February 6, 2018
Wall Street is Freaking Out
By Ashish Kumar Sen
The Dow Jones industrial average dropped more than 4 percent—a nearly 1,200-point decline—on February 5. The declines for the S&P 500 index and the Dow Jones Industrial Average were the biggest single-day percentage drops since August 2011. The Dow closed 567 points higher on February 6.
The market’s troubles unfolded even as the US economy has continued to strengthen with low unemployment, higher wages, and greater consumer spending. [A Labor Department report on February 2 found that the US economy added 200,000 jobs in January and wages grew at the fastest pace since 2009.] If the economy gets overheated, however, it could trigger inflation, which could force the Federal Reserve to raise interest rates sooner rather than later.
Bart Oosterveld, the C. Boyden Gray fellow on Global Finance and Growth and the director of the Global Business and Economics Program at the Atlantic Council, discussed the situation in an interview with the New Atlanticist’s Ashish Kumar Sen. Here are excerpts from our interview.
Q: Is this a long-overdue reality check?
Oosterveld: It is a correction that was bound to happen. It had been hard to understand what was driving the very significant increases in stock markets everywhere as exemplified by the Dow and S&P indices. They seemed disconnected from economic reality. The sharp continued rise was what was surprising in recent years, and especially in the past year. So, the correction in that sense is not surprising.
Q: Where do you see this settling?
Oosterveld: In the weeks ahead, the market will be volatile, much more volatile than it has been over the past few years. That means that there will be days when it will be sharply back up as well. The Dow started rapidly rising in early 2016—had it instead continued along its post-crisis trendline, it would be around 21,000 now.
Q: Meanwhile, the economy is booming—job growth is strong, wages have increased, consumer spending is up. Is too much good news bad for the market?
Oosterveld: It is true that the economy is doing well. The economy was nearing full employment when the current [US] administration took office. The risk that the economy might overheat has been present for some time. None of the things that you hear about—the risk of rising interest rates or the like—are new or surprising. Those have been around and well-signaled for some time.
Q: Should investors be worried?
Oosterveld: This is worrisome for people who have invested in equity markets to save for retirement or college education. It is too early to tell whether big investors like pension funds or people with significant equity holdings need to worry long term.

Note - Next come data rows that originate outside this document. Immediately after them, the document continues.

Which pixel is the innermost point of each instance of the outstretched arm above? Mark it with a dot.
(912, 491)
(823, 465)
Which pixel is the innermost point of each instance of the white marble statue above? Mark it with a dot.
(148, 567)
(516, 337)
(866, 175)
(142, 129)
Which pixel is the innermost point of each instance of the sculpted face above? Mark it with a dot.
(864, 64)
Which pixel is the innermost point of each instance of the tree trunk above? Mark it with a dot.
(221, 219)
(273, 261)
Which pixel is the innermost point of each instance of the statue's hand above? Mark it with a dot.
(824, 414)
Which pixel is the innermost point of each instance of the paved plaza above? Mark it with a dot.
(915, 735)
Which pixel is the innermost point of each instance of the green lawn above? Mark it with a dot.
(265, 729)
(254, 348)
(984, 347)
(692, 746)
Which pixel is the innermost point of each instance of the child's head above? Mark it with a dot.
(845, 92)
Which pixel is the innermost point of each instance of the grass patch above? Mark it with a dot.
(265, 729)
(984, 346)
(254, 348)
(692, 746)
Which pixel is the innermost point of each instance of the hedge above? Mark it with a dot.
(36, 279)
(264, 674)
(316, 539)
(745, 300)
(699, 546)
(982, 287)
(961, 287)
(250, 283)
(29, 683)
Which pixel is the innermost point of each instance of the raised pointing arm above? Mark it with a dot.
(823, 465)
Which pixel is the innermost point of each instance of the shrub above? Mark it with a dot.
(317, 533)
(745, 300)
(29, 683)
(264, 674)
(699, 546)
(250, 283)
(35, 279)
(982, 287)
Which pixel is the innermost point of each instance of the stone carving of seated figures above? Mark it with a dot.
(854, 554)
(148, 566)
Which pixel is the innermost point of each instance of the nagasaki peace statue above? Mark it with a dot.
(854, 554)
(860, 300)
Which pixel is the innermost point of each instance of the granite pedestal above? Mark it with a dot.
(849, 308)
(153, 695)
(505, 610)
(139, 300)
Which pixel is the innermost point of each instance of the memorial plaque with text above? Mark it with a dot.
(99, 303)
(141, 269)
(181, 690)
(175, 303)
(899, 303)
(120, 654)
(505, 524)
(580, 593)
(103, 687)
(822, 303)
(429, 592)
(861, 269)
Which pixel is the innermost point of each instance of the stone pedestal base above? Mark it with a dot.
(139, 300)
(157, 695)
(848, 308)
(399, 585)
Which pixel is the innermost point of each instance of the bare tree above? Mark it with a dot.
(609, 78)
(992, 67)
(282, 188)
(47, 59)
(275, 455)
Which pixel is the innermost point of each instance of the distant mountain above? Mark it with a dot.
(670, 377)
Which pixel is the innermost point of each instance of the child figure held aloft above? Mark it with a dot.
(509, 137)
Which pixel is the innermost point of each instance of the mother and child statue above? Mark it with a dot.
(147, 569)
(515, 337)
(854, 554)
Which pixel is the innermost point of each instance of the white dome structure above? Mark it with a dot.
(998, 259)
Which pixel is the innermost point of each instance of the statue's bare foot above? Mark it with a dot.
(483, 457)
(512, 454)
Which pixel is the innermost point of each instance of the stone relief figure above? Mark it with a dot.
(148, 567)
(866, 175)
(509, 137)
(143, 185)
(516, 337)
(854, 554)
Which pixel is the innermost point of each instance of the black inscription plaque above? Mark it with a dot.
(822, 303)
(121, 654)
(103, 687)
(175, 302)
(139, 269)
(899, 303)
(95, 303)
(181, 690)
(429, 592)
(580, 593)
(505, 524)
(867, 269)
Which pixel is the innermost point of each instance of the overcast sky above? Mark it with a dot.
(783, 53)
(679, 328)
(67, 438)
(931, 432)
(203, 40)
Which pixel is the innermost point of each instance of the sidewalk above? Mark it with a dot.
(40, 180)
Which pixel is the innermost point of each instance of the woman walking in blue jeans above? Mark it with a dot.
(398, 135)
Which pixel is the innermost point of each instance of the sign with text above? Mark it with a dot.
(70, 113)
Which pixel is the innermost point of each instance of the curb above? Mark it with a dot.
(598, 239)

The fundamental underlying economic issue is that at some point the business cycle needs to turn, since we have enjoyed such a prolonged recovery.
Q: In previous instances, the Federal Reserve (Fed) has reacted aggressively to similar situations by raising interest rates? Is that prudent? How should the Fed respond?
Oosterveld: The Fed has been very careful to signal exactly what it was going to do at any point in time since the crisis and before. To the extent that it intervenes, the signaling of the intervention is what is important.